Kimileri de pişkin pişkin "o zaman korunacaktın arkadaş" der. Hiçbir doğum kontrol yönteminin yüzde yüz garantisinin olmadığı prospektüslerde bile yazarken. Şimdi burada bireylerin cinsel özgürlüklerinden falan bahsetmeyeceğim buraya kadar sabırla okumuş herkes biliyor zaten.
Bunların haricinde kadın bir çocuğu olsun istemiyordur bu kadar basit. O sorumluluğu taşımak istemiyordur, sabrına güvenmiyordur, psikolojisi elvermiyordur.
Ya da kitsch olacak ama böyle bir ortama çocuk getirmek istemiyordur.
Günümüzde tüm insanlık anne ve babalık güdülerimizi tatmin etmek için bencilce çocuk yapıyor.
Diğer bir mesele "3 çocuk doğur 5 çocuk doğur, rahmine düşen her sperme sahip çık koru" demek nüfusu arttır ki ucuz iş gücü şahlansın demektir. Yıllarca Türkiyenin tek avantajının genç dimağlar olduğu vurgulanarak büyütüldük. Ne gençlik ama! Oysa nüfus ne kadar fazlaysa kişisel refah o kadar azdır tıpkı hindistan gibi çin gibi. İnsana verilen değer azalır sağlık hizmetleri olsun eğitim hizmetleri olsun. Düşünsenize doğuda insanlar 5-6-7 tane doğuruyor sonra onları okutmuyor çalıştırıyor kızları para karşılığı genç yaşta evlendiriyor ki aileye daha fazla yük olmasın.

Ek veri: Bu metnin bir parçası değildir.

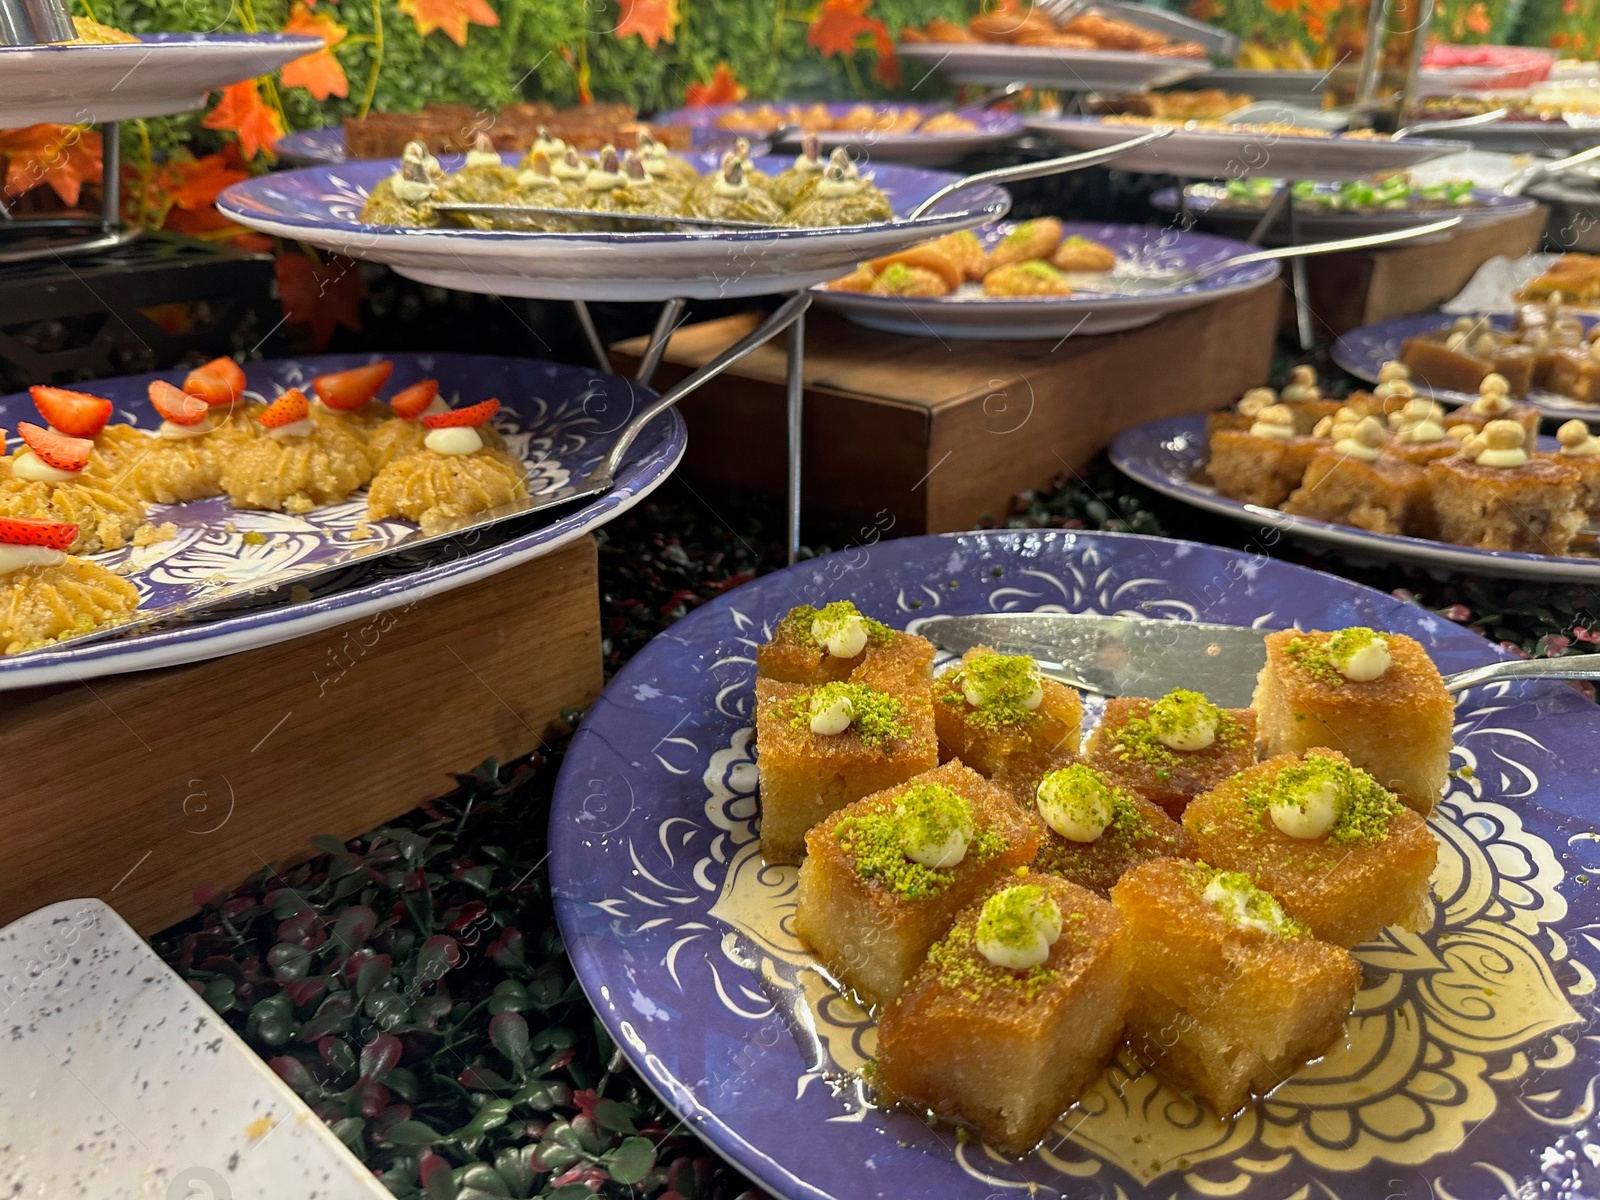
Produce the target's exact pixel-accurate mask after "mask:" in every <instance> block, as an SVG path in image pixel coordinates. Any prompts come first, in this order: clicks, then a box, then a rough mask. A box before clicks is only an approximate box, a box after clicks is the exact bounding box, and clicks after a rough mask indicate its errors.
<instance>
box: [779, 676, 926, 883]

Çoğu aile evladını üniversiteye binbir zorlukla gönderirken ekstradan kardeşlere ne olacak? Daha memur maaşlarını bile iyileştiremediler ve devletin çocuk yardımı 10-15 lira birşey.
2050'de Türkiye'nin Yozgattaki hali böyle olur İstanbuldaki şöyle.
Son birşey ekleyeceğim yapılan araştırmalara göre kürtaj ile suç oranları arasında ters orantı bulunmaktadır zaten düşünsenize aldırmak istenen çocuk istenmeyen çocuktur, yeterince ilgi alaka müsamaha gösterilmez, kötü bir çevrede kendisine ebeveynlik etmeyen yetişkinlerle büyür bu kadar basit. Diğer ihtimal ya cami avlusuna bırakılır ya kimsesizler yurduna terkedilir ya da evlatlık verilir. Hayata 10-0 yeni başlıyorlar bunu anlamak çok mu zor?
NOT: bazı muhafazakarlar doğum kontrol ve ertesi gün haplarına da karşıdırlar çünkü böyle ilaçların içine türk milletini kısırlaştırmak için dış mihraklar tarafından kimyasallar katılmaktaymış.